Removing Barriers to Care with a Transportation Service

Removing Barriers to Care with a Transportation Service

A customizable, patient-centric digital transportation platform aims to improve patient outcomes by eliminating transportation as a barrier to health care.

"Necessity," as Greek philosopher Plato is believed to have said, "is the mother of invention." John Brownstein can relate. When he and the innovation team at Boston Children's Hospital looked to address the estimated 3.6 million patients across the U.S. each year who miss at least one medical appointment, it was clear something must be done.

"When you look at no-show rates for appointments, (patient) transportation represents a real barrier," says Brownstein, Ph.D., chief innovation officer at Boston Children's. "We consider this to be one of the really important social determinants of access to health care."

Like Uber for health care

To address this problem, Brownstein co-founded Circulation (now Modivcare, an on-demand ride-ordering service tailored to health care providers. Billed as the "first customizable, patient-centric digital transportation platform," Circulation aims to improve patient outcomes by eliminating transportation as a barrier to health care.

The premise is similar to consumer ride-sharing services like Uber or Lyft. Hospitals, medical clinics and even health plans can use the Circulation platform to arrange rides for patients. Circulation matches the ride request with transportation from its network of providers, including specialized medical service vehicles.

The service accommodates rides to and from scheduled appointments as well as upon hospital discharge. Hospital staff manage the process through the platform, and patients are notified via text or phone call with status updates on their transportation.

Another benefit: Reduced costs

Brownstein says more than 100 health care systems representing thousands of facilities are currently using the Circulation platform and are seeing benefits beyond those enjoyed by patients.
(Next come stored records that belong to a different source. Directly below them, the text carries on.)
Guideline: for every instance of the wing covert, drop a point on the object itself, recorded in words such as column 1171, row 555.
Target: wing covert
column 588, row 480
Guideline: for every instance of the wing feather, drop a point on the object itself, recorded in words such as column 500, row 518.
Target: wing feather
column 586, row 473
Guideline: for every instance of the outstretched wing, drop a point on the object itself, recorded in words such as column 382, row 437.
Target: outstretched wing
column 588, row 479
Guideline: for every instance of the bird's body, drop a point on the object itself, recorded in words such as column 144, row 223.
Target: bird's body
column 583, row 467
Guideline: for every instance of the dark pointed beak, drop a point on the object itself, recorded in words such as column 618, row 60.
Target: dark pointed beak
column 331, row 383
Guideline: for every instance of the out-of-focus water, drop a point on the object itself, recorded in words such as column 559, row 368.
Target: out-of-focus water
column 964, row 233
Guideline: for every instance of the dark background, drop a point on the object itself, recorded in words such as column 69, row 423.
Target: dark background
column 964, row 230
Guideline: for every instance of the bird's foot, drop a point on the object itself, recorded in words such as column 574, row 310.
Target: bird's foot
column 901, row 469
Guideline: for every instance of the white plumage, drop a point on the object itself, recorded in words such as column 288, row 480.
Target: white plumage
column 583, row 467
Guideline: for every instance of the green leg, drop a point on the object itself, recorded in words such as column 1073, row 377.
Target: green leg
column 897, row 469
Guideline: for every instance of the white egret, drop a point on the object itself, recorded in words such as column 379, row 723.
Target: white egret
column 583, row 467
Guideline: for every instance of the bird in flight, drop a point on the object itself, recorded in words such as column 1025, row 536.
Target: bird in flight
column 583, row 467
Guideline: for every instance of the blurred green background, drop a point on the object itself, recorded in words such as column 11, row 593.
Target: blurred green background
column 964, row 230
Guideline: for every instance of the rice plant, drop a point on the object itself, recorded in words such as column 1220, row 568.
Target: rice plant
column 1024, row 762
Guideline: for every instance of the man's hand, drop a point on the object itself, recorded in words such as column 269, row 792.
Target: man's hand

Circulation says member institutions can save up to 70 percent on patient transportation costs compared to traditional health care transportation models—and reports appointment no-shows are down 68 percent on average.

"If you can reduce cost and improve patient satisfaction at the same time, that's one of those rare opportunities in health care—that's not the norm," Brownstein says. "Usually, when you start to add new digital offerings, you're adding cost to the system; if you can bring in tools that are essentially reducing cost, that's massive."

Positive reception fuels expansion

Brownstein says feedback to the Circulation platform has been overwhelmingly positive and is prompting the company to build out its transportation network to help fuel possible expansion into other areas of need for health care systems, including prescription delivery, employee transportation and in-home care.

"It has really struck a chord with this idea that just by solving this one piece—that wasn't really a health care delivery-specific piece—you could reduce costs," Brownstein says. "And, at the same time, increase patient satisfaction with the obvious long-term benefits of patients coming to their appointments."